During that same World War that might have provided Gobnait's hospital with patients and a government contract, revolutionaries declared an Irish Republic on Easter Sunday, 1916, in an event known as The Rising. Gobnait supported the Rising, joining the Irish Republican women's organization, Cumann na mBan. After the World War, Ireland fought a War of Independence from 1919 to 1921. That war ended in a treaty which caused an Irish civil war between factions that supported the treaty (Free Staters), and others who did not support its terms, which included a partitioned island. Gobnait supported the anti-treaty side. During the Civil War she was wounded when she ran a checkpoint on her bicycle. She was then arrested and jailed in Dublin, where she went on a hunger strike like other republicans. As she was in her 60s, this threatened her life, and she was released after a few weeks.



The hospital today. 



During the Civil War, she dismantled the roof of her hospital to avoid its use as a garrison by Free State forces. She sent its contents to a hospital in India. The buildings fell into the ruin that we see today. Although she no longer had her own hospital, she was active in reforming others, for example, the Killarney Mental Hospital, where she pioneered new policies such as not calling it a "lunatic asylum" and training nurses in the needs of the mentally ill.
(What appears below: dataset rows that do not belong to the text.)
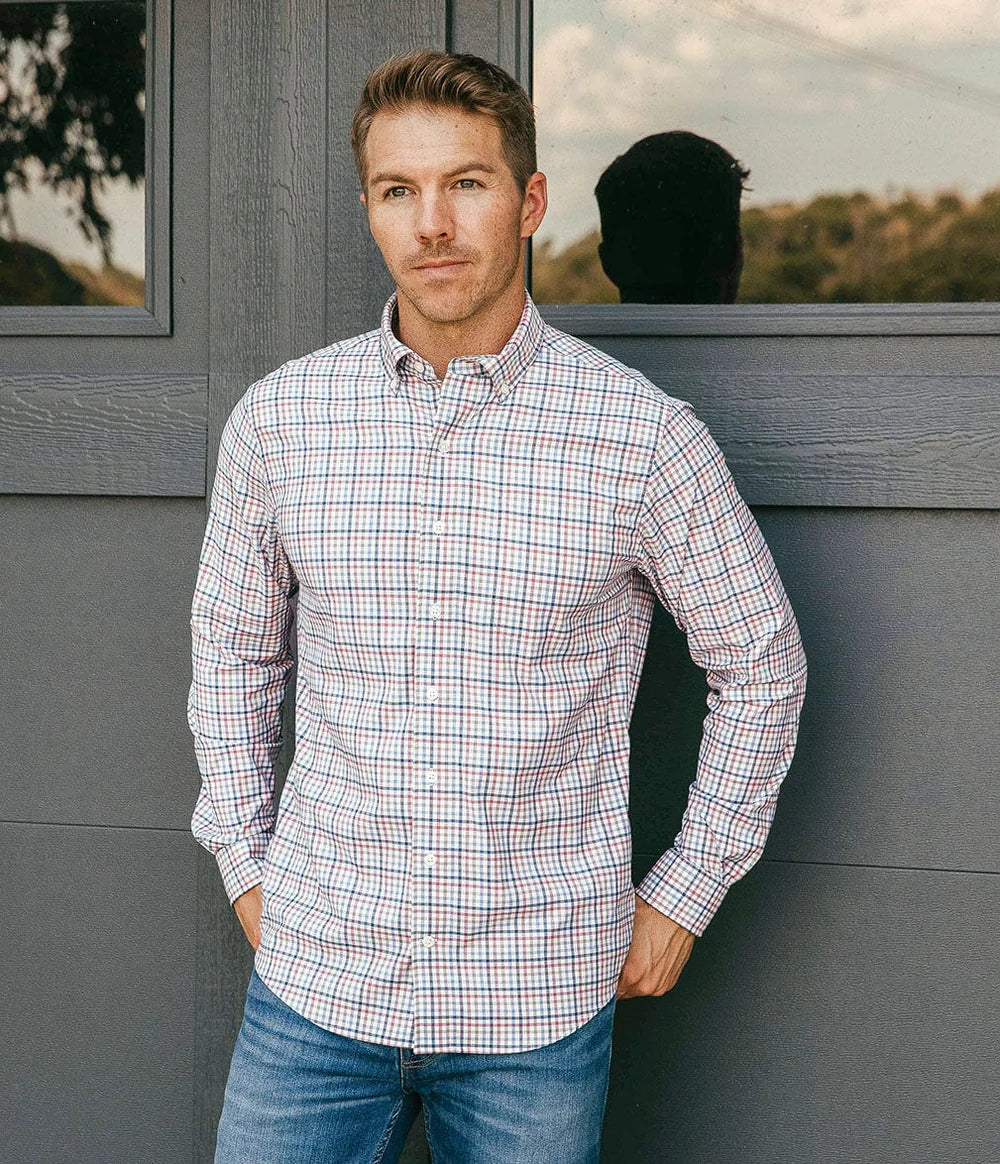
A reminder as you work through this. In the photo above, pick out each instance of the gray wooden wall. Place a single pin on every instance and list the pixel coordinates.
(841, 1007)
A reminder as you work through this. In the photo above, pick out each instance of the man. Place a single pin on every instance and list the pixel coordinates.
(476, 513)
(669, 220)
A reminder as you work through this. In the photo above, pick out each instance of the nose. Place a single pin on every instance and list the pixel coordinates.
(434, 221)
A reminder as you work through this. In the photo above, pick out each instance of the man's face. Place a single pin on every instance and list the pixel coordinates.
(446, 212)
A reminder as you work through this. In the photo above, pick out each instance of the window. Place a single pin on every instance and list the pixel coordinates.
(867, 129)
(84, 168)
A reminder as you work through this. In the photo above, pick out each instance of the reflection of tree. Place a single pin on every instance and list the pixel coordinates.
(72, 80)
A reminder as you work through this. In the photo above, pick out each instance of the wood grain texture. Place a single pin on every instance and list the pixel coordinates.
(829, 1015)
(139, 434)
(775, 319)
(836, 438)
(268, 201)
(496, 29)
(97, 1007)
(97, 646)
(269, 261)
(898, 749)
(360, 37)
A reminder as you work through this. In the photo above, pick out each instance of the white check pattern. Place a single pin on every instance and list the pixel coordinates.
(476, 566)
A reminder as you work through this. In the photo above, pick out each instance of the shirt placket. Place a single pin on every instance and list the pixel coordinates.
(435, 689)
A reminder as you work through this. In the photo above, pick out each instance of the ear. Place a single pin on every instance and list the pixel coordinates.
(533, 205)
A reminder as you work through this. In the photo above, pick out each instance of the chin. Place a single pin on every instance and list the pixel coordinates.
(452, 307)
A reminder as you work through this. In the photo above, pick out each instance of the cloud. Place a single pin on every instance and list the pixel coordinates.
(870, 23)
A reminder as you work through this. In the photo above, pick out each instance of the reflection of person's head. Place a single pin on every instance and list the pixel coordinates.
(669, 220)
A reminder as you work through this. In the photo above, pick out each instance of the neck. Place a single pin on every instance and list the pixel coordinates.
(486, 333)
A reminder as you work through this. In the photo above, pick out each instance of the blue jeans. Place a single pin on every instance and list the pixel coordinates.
(299, 1094)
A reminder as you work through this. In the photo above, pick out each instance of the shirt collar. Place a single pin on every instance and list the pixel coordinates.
(504, 369)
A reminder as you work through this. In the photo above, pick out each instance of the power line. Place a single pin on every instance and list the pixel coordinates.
(777, 28)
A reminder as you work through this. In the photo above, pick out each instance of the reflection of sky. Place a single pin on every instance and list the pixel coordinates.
(49, 220)
(805, 115)
(42, 219)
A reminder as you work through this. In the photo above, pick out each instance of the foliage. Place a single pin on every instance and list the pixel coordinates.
(835, 248)
(30, 276)
(72, 82)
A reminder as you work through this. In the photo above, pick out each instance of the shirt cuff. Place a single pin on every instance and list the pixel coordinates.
(240, 868)
(681, 891)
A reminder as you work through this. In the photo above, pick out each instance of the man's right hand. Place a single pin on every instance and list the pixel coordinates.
(248, 909)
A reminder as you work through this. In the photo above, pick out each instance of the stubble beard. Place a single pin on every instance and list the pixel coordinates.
(454, 307)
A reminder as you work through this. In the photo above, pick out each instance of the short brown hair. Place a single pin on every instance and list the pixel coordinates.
(453, 80)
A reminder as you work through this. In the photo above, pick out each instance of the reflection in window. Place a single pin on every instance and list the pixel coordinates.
(72, 153)
(869, 128)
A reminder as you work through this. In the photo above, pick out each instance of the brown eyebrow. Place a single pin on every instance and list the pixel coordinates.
(477, 167)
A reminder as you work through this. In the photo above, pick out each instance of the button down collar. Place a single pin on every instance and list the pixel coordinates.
(504, 369)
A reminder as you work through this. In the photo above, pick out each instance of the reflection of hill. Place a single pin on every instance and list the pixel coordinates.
(835, 248)
(30, 276)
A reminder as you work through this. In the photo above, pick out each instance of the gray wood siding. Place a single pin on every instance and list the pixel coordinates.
(841, 1007)
(98, 1010)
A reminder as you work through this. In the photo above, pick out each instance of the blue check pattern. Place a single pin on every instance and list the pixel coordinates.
(476, 563)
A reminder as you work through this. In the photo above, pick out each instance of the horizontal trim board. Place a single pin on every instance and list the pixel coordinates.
(82, 321)
(141, 435)
(775, 319)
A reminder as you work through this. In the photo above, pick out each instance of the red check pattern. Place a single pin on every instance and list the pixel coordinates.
(476, 565)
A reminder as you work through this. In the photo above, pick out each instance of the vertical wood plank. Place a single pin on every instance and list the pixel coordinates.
(268, 205)
(268, 304)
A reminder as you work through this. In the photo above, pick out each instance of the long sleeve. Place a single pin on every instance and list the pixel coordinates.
(240, 623)
(710, 567)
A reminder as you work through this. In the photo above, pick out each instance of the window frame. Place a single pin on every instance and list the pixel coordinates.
(718, 319)
(155, 318)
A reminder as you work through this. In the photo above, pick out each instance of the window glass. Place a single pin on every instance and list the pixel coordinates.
(72, 153)
(869, 128)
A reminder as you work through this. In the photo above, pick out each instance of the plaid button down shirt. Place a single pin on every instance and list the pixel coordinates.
(476, 565)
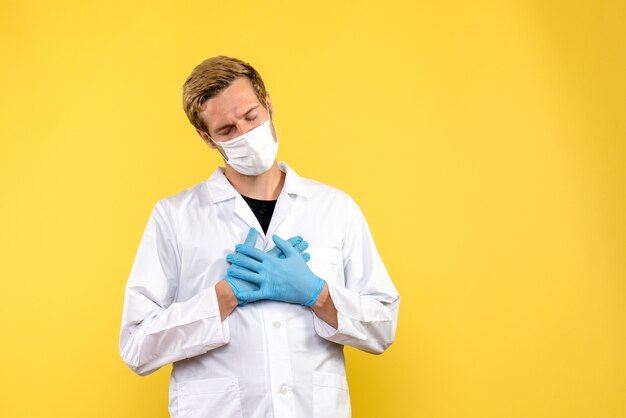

She was active in building her new country, and maintained her political views. She was elected to the Kerry County Council before the War of Independence had even ended, but resigned near the end of the Civil War over the execution of republican prisoners, who she believed should have been considered prisoners of war. She maintained membership in the Cumann na mBan but resigned in 1933 along with many other original members because of its refocus on social issues rather than the “national question” of ending the partition of Ireland. She worked as a journalist, and was editor of the Sinn Féin newspaper, Saoirse between 1926 to 1937.  





She lived near Sneem until she died, in poverty. Locally she was legendary for her thrift, wearing shoes until they fell apart, selling eggs for tea, traveling on her bicycle. She died in 1954 at nearly 94 years of age, leaving her property to republicans "as they were in the years 1919 to 1921. Her will was eventually ruled invalid, but her intent was as clear and consistent as ever.


This photo is posted outside the Gobnait Ni Bhudair exhibit. The sign refers to Gobnait's sister's daughter who married an Austrian, had several children, and died young. The children needed a governess, and a musical was born.
I can find no further information about the photograph.


Who hasn't wished to give our final estate to those people who hold on to the pure ideals of our earliest conversion? Gobnait reminds me of women I have known, women who changed their name at mid-life to mark their rebirth; women who spent their daddy's money to atone for his abuse; the converted zealots who embarrasses everyone with impractical, unpopular, and culturally insensitive philanthropy. I wonder if I would have drunk tea at her table and dug her potatoes, or was she too impulsive and controlling to be anyone's close friend? Was she a dreamer? or an impudent person? She haunts me.


I wish I could have met her, instead of this mannequin at the museum. 
The factual info in this post is sourced from an exhibition at the Sneem Geopark Centre, created by its administrator, Julie O'Conner. I also used an article by Martin Mansergh published in the Sneem Parish News (not available online). If not from their work, then material was found via various easily searchable online sources.